La diminution importante de la consommation du papier journal, jumelée aux coûts élevés de la fibre et de l'énergie, forcent la compagnie-mère Papiers White Birch à suspendre la production à son usine gatinoise jusqu'au 17 août.
Six semaines depuis avril
Depuis avril dernier, les 150 travailleurs ont été en congé forcé pendant un total de six semaines. Selon le président du syndicat, Richard Lahaie, les perspectives d'avenir ne sont pas très rassurantes.
« Il n'y a rien de bon augure pour l'avenir. » - Richard Lahaie
« Pour le moment, on pense que la production va repartir comme prévu le 17 août, mais nos confrères de Québec (usine Stadacona) se sont fait annoncer que leur usine allait fermer du 21 août au 8 septembre, alors que du côté de Kruger, ils vont cesser la production pour deux ou trois semaines à partir du milieu d'août », souligne M. Lahaie.

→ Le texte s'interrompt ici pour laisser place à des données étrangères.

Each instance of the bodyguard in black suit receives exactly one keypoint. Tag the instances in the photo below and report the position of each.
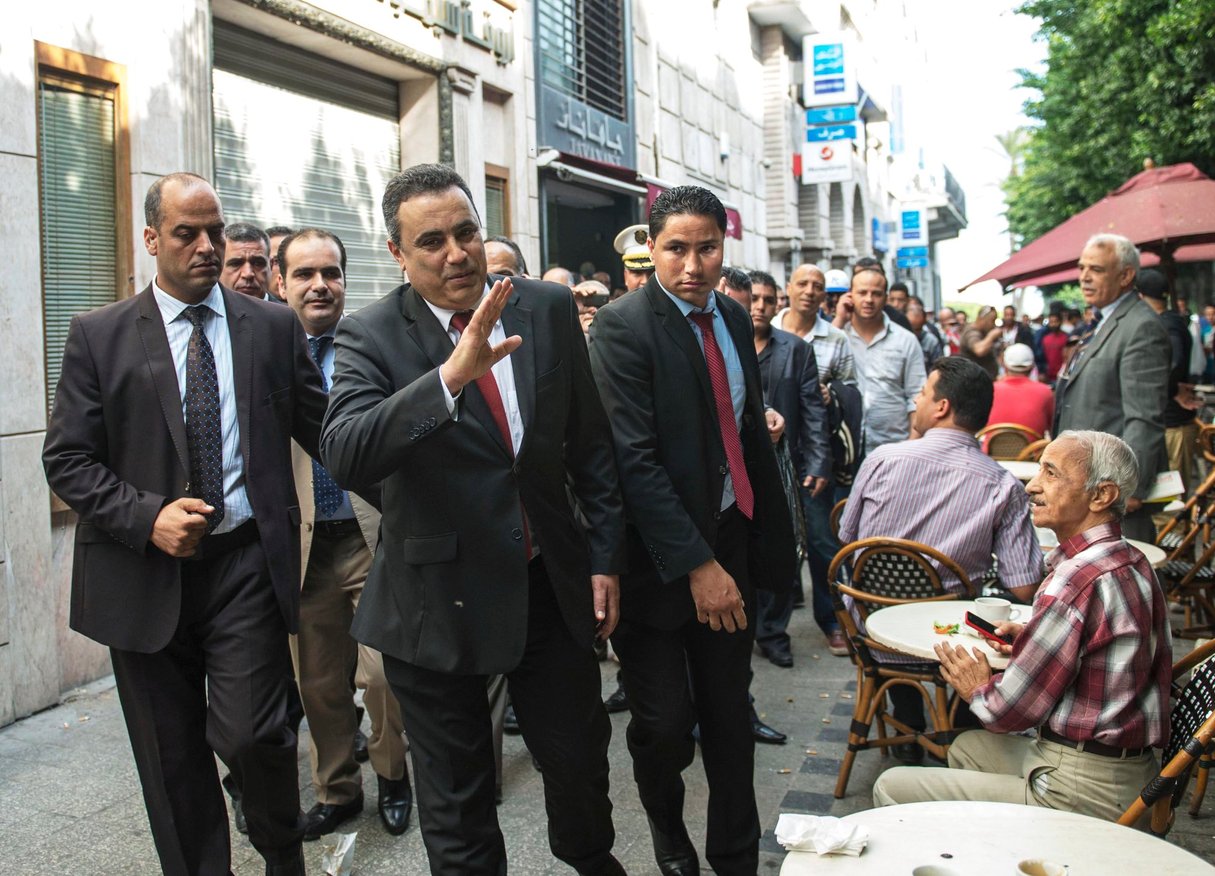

Il y a actuellement deux millions de tonnes de papier journal de trop sur le marché et rien ne laisse présager que la consommation va reprendre.
« Il n'y a rien de bon augure pour l'avenir. On (le syndicat) reconnaît qu'il y a présentement trop de machines à papier sur le marché. Il faudrait qu'il se produise quelque chose avant longtemps. Il va probablement y avoir des machines qui vont fermer pour de bon à certains endroits car je pense qu'on a atteint le fond du baril et on ne voit pas la lumière au bout du tunnel », conclut le représentant des employés de Papier Masson.
Avec ses quatre usines, dont trois situées au Canada et une aux États-Unis, Papiers White Birch est le deuxième plus gros producteur de papier journal en Amérique du Nord.